How is Kennel Cough Diagnosed?
If your dog exhibits mild symptoms, a diagnosis isn’t usually necessary since most cases clear up on their own. However, kennel cough in puppies and older dogs with preexisting health issues can become problematic, so it’s best to address it early to prevent complications.
Since there’s no specific test for kennel cough, your vet will examine your dog’s symptoms and rule out other health conditions that could be causing their cough. While your vet could take swabs to determine the specific virus or bacterial infection behind your dog’s case of kennel cough, it’s typically not necessary or helpful for treatment.
How to Treat Kennel Cough
Much like the human cold virus, the body is typically able to fight off the illness without medical intervention. For this reason, kennel cough treatment is often a “wait and see” approach, Paulsen says. “A lot of times, if you see your veterinarian, they might treat it symptomatically and nothing more,” he explains. This might look like “calming down the cough so your dog feels better, but letting the rest of the potential disease process run its course.” There is no one kennel cough medicine, but your vet might prescribe a cough suppressant to help alleviate your dog’s discomfort.
If symptoms persist and your vet does decide your pup could use a more aggressive treatment plan for her kennel cough, antibiotics can help. But Paulsen points out, it’s important for pet owners to remember that not all cases of kennel cough require antibiotics, for two reasons. First, he says, their case may be viral—so antibiotics won’t help. Second, your pet may not need it at this point in time. Paulsen adds that vets will treat each case of kennel cough accordingly, meaning “sometimes that is symptomatic and letting the body do what it needs to.”

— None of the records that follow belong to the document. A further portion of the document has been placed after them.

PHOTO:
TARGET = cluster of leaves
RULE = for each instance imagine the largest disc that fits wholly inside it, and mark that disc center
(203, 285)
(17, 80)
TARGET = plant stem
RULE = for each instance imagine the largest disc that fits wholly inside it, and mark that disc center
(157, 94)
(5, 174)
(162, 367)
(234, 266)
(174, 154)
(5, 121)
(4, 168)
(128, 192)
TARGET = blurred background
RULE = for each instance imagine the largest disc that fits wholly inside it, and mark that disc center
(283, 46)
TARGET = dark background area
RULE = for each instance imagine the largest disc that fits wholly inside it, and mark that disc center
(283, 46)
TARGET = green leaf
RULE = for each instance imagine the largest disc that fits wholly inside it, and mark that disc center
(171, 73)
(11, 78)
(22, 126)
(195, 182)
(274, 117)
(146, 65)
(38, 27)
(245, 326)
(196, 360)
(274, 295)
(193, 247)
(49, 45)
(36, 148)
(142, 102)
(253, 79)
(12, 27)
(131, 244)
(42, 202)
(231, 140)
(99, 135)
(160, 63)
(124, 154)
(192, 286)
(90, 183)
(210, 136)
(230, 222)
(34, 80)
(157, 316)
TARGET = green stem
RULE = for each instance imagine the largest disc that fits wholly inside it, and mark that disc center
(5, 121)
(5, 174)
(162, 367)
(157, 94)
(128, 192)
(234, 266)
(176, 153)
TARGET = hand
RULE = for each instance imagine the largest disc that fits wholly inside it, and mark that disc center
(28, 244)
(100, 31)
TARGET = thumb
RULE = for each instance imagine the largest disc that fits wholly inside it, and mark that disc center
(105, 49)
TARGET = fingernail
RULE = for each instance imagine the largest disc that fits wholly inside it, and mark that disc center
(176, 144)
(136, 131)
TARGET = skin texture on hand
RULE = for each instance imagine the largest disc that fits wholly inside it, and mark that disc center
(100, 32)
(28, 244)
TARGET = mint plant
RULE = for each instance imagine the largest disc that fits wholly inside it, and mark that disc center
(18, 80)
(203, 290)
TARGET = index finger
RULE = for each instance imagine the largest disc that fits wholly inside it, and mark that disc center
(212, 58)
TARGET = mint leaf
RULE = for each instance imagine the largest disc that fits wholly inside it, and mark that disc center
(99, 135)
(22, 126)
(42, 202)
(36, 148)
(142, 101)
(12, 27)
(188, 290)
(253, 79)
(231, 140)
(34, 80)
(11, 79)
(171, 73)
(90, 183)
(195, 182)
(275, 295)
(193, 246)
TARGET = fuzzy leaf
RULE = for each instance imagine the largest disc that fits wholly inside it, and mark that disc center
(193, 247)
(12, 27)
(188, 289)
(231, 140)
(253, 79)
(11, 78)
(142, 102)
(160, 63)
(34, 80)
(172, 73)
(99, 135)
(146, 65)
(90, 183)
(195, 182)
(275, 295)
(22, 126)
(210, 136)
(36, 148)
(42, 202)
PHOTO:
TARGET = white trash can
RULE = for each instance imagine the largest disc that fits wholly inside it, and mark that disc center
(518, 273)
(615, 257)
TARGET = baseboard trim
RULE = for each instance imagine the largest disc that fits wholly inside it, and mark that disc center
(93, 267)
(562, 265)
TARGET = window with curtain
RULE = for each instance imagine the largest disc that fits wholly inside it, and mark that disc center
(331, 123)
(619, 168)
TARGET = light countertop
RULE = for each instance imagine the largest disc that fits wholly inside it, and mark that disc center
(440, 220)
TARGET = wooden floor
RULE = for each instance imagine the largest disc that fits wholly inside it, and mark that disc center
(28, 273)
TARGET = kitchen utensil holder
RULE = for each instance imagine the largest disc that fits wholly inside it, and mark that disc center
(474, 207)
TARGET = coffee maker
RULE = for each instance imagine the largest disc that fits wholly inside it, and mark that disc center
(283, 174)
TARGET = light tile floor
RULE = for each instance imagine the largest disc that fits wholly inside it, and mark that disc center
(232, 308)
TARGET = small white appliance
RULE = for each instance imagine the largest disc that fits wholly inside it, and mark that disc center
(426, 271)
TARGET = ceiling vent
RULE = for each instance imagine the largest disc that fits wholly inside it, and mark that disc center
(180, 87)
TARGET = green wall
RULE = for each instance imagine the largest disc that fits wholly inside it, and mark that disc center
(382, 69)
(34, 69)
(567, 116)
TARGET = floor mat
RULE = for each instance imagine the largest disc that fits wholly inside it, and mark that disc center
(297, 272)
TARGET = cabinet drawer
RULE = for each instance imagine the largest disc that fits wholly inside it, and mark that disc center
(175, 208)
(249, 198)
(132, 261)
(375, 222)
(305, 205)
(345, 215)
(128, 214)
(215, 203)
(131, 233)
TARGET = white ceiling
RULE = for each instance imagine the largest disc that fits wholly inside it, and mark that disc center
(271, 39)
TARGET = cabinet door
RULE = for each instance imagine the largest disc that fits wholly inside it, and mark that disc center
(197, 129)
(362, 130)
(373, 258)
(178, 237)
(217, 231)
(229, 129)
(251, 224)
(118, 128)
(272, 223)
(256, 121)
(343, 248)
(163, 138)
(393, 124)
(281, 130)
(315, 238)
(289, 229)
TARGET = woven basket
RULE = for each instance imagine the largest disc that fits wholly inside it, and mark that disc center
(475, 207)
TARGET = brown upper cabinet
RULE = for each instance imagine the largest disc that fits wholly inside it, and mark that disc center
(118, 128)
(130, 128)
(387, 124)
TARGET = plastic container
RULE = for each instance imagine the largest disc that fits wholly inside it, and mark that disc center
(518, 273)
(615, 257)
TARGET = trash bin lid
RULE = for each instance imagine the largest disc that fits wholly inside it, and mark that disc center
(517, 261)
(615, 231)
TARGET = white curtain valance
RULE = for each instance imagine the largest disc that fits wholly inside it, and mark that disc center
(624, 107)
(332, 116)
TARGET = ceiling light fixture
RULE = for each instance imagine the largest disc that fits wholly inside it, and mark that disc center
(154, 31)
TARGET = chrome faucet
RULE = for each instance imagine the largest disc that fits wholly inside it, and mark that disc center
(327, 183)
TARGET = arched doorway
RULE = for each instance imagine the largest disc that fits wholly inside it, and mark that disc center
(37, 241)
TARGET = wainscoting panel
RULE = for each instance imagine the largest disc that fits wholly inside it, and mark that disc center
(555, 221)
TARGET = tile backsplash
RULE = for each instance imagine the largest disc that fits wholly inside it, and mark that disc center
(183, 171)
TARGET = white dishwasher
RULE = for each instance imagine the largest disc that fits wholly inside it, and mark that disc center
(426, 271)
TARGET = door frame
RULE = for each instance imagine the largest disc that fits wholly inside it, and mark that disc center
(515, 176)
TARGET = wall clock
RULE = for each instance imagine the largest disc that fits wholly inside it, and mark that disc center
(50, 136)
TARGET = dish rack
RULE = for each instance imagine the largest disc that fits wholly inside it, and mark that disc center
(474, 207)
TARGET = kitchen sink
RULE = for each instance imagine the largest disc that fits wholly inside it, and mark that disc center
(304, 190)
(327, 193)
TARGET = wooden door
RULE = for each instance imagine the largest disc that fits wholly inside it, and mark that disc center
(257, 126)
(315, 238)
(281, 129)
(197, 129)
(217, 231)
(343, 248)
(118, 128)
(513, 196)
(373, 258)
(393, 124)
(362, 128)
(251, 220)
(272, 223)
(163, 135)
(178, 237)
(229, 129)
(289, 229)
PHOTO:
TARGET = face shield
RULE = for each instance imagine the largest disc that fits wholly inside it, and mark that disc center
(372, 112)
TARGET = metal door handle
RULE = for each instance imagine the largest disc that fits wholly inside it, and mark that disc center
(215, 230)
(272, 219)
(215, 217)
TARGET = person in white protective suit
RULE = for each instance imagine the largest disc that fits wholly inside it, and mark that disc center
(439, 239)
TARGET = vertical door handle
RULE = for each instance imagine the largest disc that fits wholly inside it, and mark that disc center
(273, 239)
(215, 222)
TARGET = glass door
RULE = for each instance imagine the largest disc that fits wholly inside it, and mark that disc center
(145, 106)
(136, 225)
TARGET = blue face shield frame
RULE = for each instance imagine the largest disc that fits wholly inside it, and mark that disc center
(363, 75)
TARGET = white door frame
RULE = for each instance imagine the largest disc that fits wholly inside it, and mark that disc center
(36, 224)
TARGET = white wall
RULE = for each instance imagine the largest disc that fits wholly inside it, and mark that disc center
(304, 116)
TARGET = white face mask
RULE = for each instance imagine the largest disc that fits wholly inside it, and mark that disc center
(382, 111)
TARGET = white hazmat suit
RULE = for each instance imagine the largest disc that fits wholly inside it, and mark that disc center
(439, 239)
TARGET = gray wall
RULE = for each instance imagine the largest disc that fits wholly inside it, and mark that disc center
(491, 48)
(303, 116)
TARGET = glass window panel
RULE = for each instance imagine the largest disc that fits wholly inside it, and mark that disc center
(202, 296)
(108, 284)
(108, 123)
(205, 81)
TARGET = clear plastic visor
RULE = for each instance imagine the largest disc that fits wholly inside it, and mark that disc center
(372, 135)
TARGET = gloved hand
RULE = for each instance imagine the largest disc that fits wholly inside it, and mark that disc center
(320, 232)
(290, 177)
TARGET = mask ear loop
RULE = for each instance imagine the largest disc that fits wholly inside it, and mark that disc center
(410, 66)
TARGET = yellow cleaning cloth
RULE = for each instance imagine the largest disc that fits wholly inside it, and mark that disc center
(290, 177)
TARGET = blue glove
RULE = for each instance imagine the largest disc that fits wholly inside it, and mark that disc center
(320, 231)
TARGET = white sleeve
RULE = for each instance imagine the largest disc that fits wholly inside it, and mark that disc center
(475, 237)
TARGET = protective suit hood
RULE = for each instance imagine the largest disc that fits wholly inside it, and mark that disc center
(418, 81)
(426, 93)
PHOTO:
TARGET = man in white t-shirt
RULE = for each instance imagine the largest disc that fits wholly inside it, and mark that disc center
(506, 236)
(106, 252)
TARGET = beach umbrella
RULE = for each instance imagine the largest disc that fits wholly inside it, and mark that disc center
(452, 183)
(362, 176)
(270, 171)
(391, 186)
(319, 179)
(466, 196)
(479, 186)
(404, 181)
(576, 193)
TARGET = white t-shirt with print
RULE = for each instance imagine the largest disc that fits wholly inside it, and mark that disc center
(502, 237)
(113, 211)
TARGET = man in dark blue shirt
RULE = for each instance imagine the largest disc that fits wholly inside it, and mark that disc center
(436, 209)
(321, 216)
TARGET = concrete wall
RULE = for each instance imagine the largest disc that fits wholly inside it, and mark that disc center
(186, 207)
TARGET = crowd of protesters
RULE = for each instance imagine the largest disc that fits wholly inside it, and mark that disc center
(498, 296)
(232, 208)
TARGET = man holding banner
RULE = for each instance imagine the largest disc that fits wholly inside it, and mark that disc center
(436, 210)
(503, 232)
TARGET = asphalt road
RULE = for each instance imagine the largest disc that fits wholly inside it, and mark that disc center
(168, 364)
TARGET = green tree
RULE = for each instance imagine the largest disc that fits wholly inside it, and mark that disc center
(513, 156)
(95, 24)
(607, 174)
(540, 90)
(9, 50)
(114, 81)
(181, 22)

Can You Prevent Kennel Cough?
While there is no one surefire vaccine that can cover all forms of kennel cough, there are vaccines for certain strains of viruses and bacteria that cause the illness. So while the illness is not entirely preventable, you can greatly reduce your dog’s chances of contracting kennel cough with up-to-date vaccinations. There are different types of vaccines—nasal, oral, and injectable—for Bordetella, parainfluenza, and adenovirus, three main culprits behind kennel cough.
There is some controversy around which methods provide the most comprehensive protection against kennel cough, but all pets need to be kept up to date with boosters annually for continued effectiveness. Talk to your vet to determine the best options to keep your pet healthy and protected against kennel cough year-round.